Welsh versus English schism
It follows protests from some parents who claim their children are lagging behind in English, some by as much as 18 months. One Welsh-speaking parent has withdrawn her two children from Ysgol Betws-y-Coed, Conwy, saying it has not fulfilled its bilingual obligations towards English.
However, moves to introduce more English have upset other villagers in Betws-y-Coed, who say the school should remain loyal to the Welsh language.
Estyn judged Welsh the weakest of six subjects at the school.
Penny Richardson, 32, decided to find another school for her children, Roxy, nine, and eight-year-old Chloe, after clashing with the school over its language policy. A Welsh-speaker, she has lived in the village all her life.
In the meantime, the local education authority and school governors are trying to thrash out a solution acceptable to all parties.
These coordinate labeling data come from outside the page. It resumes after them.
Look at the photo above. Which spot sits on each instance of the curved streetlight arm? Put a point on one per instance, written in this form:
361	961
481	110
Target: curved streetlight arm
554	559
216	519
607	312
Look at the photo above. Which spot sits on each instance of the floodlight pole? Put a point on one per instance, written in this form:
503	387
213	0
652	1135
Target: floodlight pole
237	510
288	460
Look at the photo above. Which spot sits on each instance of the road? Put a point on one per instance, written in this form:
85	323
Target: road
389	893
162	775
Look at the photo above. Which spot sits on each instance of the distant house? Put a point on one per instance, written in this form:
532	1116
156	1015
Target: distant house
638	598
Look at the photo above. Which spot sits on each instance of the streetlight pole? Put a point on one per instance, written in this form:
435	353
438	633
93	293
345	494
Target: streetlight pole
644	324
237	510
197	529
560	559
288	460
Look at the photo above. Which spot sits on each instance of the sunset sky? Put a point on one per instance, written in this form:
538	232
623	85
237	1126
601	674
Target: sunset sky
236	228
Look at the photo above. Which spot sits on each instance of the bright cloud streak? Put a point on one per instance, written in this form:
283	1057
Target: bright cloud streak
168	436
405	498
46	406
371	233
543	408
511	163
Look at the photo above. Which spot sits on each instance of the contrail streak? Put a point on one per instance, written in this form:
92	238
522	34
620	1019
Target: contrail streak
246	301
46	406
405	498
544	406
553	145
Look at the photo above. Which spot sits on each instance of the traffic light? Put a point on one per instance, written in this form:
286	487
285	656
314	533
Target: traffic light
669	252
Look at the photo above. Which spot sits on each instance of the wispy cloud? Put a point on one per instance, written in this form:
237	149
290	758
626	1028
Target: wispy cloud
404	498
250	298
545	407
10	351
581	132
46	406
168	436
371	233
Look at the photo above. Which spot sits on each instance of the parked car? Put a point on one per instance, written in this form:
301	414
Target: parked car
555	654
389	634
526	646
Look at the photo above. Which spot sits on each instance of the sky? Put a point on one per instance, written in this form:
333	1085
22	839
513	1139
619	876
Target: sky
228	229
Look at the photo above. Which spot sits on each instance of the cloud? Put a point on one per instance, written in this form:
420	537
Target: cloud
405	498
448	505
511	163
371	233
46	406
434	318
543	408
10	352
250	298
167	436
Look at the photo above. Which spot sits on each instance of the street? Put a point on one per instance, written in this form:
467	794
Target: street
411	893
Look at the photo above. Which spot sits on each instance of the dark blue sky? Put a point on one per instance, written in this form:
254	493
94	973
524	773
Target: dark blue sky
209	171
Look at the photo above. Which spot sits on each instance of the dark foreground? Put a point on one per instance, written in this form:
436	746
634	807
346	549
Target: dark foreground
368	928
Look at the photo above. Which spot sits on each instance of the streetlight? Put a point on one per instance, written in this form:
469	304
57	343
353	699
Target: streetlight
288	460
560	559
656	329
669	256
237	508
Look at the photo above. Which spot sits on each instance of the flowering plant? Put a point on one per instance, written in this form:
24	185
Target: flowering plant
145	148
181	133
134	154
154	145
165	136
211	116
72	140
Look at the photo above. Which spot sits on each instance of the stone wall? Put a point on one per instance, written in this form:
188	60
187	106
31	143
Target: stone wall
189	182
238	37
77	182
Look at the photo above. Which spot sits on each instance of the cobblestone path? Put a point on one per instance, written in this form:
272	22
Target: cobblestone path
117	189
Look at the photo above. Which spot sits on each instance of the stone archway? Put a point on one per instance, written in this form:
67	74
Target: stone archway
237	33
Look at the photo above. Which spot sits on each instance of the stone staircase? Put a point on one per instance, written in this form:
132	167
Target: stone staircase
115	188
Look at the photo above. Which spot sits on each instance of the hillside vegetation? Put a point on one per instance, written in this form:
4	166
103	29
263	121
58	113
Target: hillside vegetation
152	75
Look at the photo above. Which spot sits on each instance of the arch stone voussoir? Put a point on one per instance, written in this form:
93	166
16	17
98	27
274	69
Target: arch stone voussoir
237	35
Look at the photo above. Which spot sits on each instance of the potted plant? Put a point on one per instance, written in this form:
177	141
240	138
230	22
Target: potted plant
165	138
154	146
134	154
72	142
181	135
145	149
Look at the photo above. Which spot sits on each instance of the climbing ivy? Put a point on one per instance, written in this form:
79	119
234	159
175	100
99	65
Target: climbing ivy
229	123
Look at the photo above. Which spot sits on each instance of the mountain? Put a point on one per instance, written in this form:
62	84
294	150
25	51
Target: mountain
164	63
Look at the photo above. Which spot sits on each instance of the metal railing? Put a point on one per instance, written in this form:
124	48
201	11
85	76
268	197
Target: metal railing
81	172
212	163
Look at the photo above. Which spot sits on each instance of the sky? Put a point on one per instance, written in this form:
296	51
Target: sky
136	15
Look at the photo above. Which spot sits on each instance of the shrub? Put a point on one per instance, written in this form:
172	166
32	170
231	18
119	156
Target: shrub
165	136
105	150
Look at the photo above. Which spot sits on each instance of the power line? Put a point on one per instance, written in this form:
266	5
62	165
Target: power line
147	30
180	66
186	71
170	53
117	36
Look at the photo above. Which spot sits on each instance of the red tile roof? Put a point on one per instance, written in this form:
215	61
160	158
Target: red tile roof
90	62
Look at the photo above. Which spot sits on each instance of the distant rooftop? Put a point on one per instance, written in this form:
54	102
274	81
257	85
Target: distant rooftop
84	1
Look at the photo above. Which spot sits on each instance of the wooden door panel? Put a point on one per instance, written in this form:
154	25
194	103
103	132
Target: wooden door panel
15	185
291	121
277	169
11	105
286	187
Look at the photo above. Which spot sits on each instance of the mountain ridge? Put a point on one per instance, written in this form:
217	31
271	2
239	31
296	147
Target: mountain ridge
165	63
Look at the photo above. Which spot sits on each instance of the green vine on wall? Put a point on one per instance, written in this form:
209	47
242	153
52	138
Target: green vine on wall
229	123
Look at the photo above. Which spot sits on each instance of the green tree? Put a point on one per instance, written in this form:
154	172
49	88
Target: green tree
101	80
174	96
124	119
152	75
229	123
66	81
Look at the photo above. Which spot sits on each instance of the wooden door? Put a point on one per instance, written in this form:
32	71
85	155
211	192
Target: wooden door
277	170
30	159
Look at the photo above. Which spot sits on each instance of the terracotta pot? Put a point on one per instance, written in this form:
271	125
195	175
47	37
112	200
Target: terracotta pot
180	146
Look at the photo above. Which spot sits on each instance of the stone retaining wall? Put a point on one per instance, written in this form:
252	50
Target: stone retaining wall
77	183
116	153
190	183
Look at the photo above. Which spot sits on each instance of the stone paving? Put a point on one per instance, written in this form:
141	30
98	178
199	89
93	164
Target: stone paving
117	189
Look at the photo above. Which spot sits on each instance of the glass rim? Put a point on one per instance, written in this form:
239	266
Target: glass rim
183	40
Governors and staff at the 86-pupil school met on Tuesday night.
They plan to update parents in letters, and consultation meetings with parents are planned for a later date.
Lessons at Ysgol Betws-y-Coed, which also serves the nearby village of Capel Curig, are supposed to be held in both Welsh and English. However, most of the core lessons, including maths and science, have been taught purely in Welsh. Just 12 per cent of pupils at the school are from homes where Welsh is the first language.
According to Dilwyn Price, Conwy's assistant director of primary education, there is consensus that the school should introduce more English. But the move had met some opposition.
Mr Price said the school was working on communications with parents, adding: "This is a highly emotive issue which could prove very divisive - we want to sit down and find a solution."
Betws-y-Coed councillor Liz Roberts said: "What is needed is for everyone to sit down and find some balance. Possibly there is too much Welsh at present."